Jack Ma, the charismatic co-founder of China’s largest e-commerce firm Alibaba Group Holding Ltd., will step down as chairman in exactly one year on Sept. 10, 2019, the company said.
Current Alibaba chief executive Daniel Zhang will replace him as chairman, while Ma will complete his current term on Alibaba’s board of directors until the company’s annual general meeting in 2020, Reuters reports.
Ma relinquished the role of chief executive in 2013. Zhang, 46, has been in the job since 2015 after serving as the company’s chief operating officer.
Ma, who turned 54 on Monday, will continue to mentor senior management as part of an advisory board called the “Alibaba Partnership”.
Zhang, 46, previously served as the company’s chief operating officer. He is known as a key architect of Alibaba’s “Singles Day”, the Nov. 11 event that has become the world’s largest online shopping event.
“I will work closely with Daniel to ensure a smooth and successful transition,” Ma said in a letter released by the company.
Ma, who co-founded Alibaba in 1999, is one of China’s richest people with a net worth of US$36.6 billion, according to Forbes, while the company has grown to have more than 66,000 full-time employees and market value of some US$420 billion.
A former English teacher with no technical background, Ma has a large popular following in China and is seen as an icon of self-made wealth.
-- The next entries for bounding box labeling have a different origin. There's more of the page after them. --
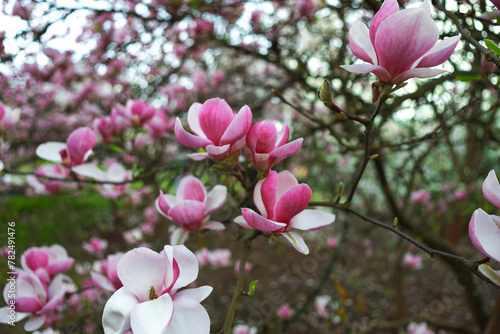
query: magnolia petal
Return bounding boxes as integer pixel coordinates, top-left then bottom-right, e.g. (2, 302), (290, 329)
(117, 247), (166, 302)
(205, 185), (227, 214)
(102, 287), (139, 334)
(36, 141), (66, 163)
(477, 263), (500, 287)
(281, 231), (309, 255)
(220, 105), (252, 145)
(469, 209), (500, 261)
(274, 183), (312, 222)
(188, 102), (207, 139)
(392, 68), (446, 85)
(349, 21), (377, 64)
(130, 293), (174, 334)
(175, 117), (213, 147)
(483, 170), (500, 209)
(241, 208), (286, 232)
(417, 35), (461, 67)
(289, 210), (335, 231)
(340, 64), (391, 82)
The New York Times, which reported on Friday that Ma would retire from the e-commerce company on Monday, said he seeks to focus on philanthropy in education.
Ma oversees a number of charitable projects in education and environmental fields. He is a cult figure in China’s internet industry and has attracted a big following among entrepreneurs and in pop culture. At events, he is often met with screaming fans.
Ma’s retirement plans come at a tricky time for Chinese tech firms. Authorities have increasingly sought to regulate the industry where Alibaba and main rival Tencent Holdings Ltd. (00700.HK) are battling for consumers.
Trade tensions also present a new challenge for Chinese tech firms, especially those like Alibaba which are rapidly expanding overseas.
This year, regulators shot down a US$1.2 billion bid for money transfer service Moneygram International Inc. by Ant Financial on national security grounds, which the company said was related to “geopolitical” changes. Ant, also controlled by Ma, was valued at about US$150 billion after a recent fundraising round.
Ma’s decision also comes as US police investigate an allegation of rape against Richard Liu, head of e-commerce rival JD.com Inc., which has hammered its shares.
Liu was arrested and released without charge in the US city of Minneapolis last week. Through his lawyers, he has denied any wrongdoing.
Liu is chairman and chief executive at JD.com, and the incident spooked investors as the company has no clear succession plan.